Business candidates bring ideas into politics
One of the remarkable things about the dismal state of California’s fiscal affairs is that businesspeople of many political persuasions are not twiddling their thumbs or burying their heads in the sand.
The proliferation of candidates from the business community bodes well for the region’s future economic health. Anyone who has run a business or even a nonprofit knows that at the end of the day, payroll must be met or your employees won’t show up on Monday morning.
Yes, there are credit lines and other measures to patch you through if the checkbook is a bit light; but when it comes right down to it, money borrowed today has to be paid back tomorrow.
That is something our politicians at the state level and, in some cases the local level, seem to have forgotten in recent years. There simply is not an endless supply of capital for government, nor is there an endless amount of tax revenue coming from consumers and businesses.

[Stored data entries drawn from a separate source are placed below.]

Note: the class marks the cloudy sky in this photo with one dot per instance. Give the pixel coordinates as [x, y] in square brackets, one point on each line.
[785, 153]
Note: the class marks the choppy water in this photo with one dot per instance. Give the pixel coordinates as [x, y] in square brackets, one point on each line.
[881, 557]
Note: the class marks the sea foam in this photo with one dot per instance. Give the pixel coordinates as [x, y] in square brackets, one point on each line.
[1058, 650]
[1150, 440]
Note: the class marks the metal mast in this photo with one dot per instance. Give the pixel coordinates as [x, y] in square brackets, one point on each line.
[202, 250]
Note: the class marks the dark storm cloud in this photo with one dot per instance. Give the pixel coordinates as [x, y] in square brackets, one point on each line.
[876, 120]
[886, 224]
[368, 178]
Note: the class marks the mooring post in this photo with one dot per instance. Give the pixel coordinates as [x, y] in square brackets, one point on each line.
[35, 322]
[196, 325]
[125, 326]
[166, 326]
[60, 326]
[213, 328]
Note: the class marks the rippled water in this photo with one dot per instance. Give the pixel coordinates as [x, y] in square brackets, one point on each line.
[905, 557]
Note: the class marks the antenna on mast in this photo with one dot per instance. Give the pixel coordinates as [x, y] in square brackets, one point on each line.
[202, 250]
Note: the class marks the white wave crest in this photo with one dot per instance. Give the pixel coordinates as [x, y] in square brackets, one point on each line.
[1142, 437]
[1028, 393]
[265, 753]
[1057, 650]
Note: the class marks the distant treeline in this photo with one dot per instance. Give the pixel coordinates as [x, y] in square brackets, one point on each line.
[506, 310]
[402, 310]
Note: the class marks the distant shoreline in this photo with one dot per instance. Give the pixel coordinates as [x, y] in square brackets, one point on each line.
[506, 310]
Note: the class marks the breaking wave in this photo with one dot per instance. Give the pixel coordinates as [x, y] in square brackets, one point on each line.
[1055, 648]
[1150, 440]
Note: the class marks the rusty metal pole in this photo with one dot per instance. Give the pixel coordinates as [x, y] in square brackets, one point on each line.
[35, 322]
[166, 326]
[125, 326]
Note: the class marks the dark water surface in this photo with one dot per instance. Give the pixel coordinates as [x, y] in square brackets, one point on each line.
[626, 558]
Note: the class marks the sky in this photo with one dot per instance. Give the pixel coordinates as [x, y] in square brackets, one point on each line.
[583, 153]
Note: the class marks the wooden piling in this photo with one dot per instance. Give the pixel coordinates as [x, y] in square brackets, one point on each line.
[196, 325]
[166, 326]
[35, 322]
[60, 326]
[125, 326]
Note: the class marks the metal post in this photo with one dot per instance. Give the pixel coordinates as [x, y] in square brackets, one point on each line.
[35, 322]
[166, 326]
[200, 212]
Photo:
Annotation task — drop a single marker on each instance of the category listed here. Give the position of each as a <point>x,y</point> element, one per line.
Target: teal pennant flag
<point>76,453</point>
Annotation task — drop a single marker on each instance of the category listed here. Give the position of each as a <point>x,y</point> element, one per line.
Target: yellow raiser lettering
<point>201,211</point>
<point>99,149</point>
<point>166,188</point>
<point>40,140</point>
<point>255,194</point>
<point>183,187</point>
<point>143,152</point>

There is a delicate balance between what’s coming in and what’s going out — and that’s true both for businesses and government.
We’ve always appreciated the businessperson-turned-politician model that has worked well for folks such as Sam Blakeslee, Abel Maldonado and Frank Mecham in San Luis Obispo and North Santa Barbara County.
That tradition continues with Etta Waterfield of the Santa Maria Valley Chamber entering an assembly race along with Mike Stoker, an established political figure with pro-business ties.
It is refreshing to see a number of people running for office in Santa Barbara and Ventura counties who have a business sense. The trickle started last year with Sylvia Schnopp’s surprisingly strong race for Port Hueneme City Council and John Zaragoza’s successful run for Ventura County Supervisor. This year’s crop of business candidates includes Santa Barbara Chamber chief Steve Cushman, who has finally made the decision to run for mayor, and attorney Jeff Gorrell now running for Audra Strickland’s assembly seat in Ventura County.
Running for office, rustling up votes, fending off pesky media types and making endless appeals for money is not easy. It may make running your average business look like a walk in the park.
But once in office, businesspeople tend to run government more or less like a business. For California’s future, that’s not a bad thing at all.